Splinter Cell: Conviction Co-Op Interview

Ubisoft’s Patrick Redding discusses Sam Fisher’s personal hell, the role of co-op today, DLC possibilities and the (temporary?) absence of Spies vs Mercenaries.

By Edwin Evans-Thirlwell, April 12, 2010


And what I like about that is that their relationship is evolving at the same time that the players’ ability to play together is evolving. So at the same time that Archer and Kestrel are going from solo operatives to learning how to trust each other, work together, be tactical together and achieve more challenging objectives, the players are also learning how to master these skills which maybe they’ve started to learn in single player, but now they’re extending those skills and combining them in different ways that they haven’t seen in single player because there’s a team mate.

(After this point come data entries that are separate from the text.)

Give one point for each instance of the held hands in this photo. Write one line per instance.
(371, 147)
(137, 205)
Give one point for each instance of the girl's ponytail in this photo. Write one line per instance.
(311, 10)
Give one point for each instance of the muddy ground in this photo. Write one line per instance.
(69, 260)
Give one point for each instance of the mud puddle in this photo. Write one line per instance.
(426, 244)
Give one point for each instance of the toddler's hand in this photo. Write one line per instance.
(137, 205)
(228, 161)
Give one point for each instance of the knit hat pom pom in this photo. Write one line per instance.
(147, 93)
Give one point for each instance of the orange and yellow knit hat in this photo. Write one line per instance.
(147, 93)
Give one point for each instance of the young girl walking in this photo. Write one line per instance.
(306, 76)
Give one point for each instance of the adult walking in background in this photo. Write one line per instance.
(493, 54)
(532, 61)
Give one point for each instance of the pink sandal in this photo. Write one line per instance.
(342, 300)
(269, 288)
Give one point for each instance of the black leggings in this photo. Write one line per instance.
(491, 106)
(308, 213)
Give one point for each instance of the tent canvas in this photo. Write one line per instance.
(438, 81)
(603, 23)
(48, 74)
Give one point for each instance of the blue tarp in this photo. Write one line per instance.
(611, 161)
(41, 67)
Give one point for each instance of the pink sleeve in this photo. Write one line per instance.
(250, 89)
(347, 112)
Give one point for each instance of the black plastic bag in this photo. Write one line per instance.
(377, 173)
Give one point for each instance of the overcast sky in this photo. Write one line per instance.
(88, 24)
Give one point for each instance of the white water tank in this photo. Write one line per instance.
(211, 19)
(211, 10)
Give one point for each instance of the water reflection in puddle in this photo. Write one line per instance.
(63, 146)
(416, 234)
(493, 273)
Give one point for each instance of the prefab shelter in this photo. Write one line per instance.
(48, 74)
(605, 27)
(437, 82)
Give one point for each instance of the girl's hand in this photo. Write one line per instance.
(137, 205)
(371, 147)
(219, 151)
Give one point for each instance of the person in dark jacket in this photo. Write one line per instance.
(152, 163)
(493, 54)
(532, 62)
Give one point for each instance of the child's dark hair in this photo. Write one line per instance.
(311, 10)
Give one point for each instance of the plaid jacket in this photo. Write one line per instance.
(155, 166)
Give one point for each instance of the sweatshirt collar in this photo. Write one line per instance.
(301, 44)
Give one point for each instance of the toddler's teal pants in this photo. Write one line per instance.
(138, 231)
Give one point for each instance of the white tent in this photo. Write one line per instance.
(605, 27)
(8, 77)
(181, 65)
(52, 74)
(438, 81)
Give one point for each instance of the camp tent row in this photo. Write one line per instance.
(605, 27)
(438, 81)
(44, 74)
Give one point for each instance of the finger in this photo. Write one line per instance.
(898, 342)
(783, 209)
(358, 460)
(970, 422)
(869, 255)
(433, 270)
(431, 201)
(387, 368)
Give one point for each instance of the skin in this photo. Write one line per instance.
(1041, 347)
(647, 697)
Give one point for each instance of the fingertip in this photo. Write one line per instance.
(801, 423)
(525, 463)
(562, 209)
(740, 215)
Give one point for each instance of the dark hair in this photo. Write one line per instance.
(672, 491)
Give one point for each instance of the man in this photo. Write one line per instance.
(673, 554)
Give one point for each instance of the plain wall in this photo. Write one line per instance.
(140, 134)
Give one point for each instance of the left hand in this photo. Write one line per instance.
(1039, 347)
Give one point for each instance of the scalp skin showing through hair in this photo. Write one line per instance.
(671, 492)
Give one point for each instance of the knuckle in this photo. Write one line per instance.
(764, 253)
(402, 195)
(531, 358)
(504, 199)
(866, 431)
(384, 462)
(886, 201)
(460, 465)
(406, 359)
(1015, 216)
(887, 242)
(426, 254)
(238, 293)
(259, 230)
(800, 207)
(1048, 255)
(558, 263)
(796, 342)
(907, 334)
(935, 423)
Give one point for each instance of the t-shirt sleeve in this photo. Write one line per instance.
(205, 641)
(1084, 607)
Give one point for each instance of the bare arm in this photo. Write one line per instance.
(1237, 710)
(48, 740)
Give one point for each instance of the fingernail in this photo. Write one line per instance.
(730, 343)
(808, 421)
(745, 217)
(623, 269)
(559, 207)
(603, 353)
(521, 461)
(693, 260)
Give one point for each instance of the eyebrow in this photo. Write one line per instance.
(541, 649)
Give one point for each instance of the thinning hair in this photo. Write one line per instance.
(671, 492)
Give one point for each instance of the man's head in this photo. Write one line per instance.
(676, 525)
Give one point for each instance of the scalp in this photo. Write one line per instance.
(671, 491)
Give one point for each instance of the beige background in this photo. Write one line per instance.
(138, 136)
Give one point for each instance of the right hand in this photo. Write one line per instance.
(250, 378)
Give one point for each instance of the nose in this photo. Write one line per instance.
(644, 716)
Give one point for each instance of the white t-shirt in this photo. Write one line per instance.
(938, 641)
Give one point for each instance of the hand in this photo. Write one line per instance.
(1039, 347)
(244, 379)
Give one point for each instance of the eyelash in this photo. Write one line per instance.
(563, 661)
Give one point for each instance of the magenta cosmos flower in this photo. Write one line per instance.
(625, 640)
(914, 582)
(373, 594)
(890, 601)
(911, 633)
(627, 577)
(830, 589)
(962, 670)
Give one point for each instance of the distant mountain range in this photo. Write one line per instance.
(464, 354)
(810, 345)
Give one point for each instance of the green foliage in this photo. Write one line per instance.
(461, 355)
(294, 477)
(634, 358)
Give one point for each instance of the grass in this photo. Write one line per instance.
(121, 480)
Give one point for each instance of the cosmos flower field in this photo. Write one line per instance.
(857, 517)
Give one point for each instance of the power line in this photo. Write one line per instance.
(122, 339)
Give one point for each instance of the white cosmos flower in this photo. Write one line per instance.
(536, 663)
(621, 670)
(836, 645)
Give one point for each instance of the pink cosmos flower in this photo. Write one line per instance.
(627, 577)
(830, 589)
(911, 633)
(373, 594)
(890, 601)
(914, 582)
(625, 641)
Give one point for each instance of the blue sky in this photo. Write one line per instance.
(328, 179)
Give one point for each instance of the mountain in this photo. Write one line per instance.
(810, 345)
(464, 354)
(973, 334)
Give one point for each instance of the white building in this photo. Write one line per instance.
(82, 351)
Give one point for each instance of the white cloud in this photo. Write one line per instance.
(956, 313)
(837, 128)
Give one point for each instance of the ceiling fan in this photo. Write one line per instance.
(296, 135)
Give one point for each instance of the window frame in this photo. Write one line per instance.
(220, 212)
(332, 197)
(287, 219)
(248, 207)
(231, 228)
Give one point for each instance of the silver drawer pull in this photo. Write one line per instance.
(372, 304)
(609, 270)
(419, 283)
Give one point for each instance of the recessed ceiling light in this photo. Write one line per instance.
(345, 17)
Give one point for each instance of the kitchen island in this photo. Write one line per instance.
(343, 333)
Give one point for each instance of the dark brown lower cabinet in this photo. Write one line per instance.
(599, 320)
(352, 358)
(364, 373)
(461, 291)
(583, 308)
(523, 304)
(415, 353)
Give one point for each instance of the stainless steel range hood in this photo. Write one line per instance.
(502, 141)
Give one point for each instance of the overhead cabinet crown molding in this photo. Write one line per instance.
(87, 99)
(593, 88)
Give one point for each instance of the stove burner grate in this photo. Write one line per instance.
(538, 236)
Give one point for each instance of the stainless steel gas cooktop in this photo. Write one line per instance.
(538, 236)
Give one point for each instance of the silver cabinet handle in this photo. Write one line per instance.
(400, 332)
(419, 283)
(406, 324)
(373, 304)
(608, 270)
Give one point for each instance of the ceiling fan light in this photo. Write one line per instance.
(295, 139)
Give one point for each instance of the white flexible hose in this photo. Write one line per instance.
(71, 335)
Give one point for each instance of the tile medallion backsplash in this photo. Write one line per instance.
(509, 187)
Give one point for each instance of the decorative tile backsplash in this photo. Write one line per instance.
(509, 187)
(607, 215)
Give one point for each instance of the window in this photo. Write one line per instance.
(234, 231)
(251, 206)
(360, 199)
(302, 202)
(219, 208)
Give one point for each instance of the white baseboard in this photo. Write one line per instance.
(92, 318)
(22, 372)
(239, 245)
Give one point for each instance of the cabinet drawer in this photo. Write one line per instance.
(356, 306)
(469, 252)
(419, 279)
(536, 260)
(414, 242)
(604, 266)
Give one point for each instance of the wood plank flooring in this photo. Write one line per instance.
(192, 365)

So I think it works because you hear the relationship evolve, you hear the dialogue between them shift, from one mission to the next – even the systemic dialogue is different, where they’re less cold and impersonal to each other, then they move into a more sarcastic mode, then they tease each other a little bit, and by the end they kind of respect and like each other.


Seldom has joining the military seemed so unwise.

Seldom has joining the military seemed so unwise.

VGD: I was disappointed to see that Pandora Tomorrow’s Spies versus Mercenaries mode hadn’t made it into the new game.


Redding: You’re not the only one!


VGD: Did the decision to remove that have anything to do with the new focus on story, on the partnership of Archer and Kestrel?


Redding: The best way to look at it, even aside from story, is that the fantasy here is that you have these extremely elite, highly trained, incredibly effective and ruthless agents that are kind of let off the leash, whether you’re talking about Sam or Archer and Kestrel. Because the stakes are so high that they’re kind of willing to let them move in a much more aggressive and ultimately violent way.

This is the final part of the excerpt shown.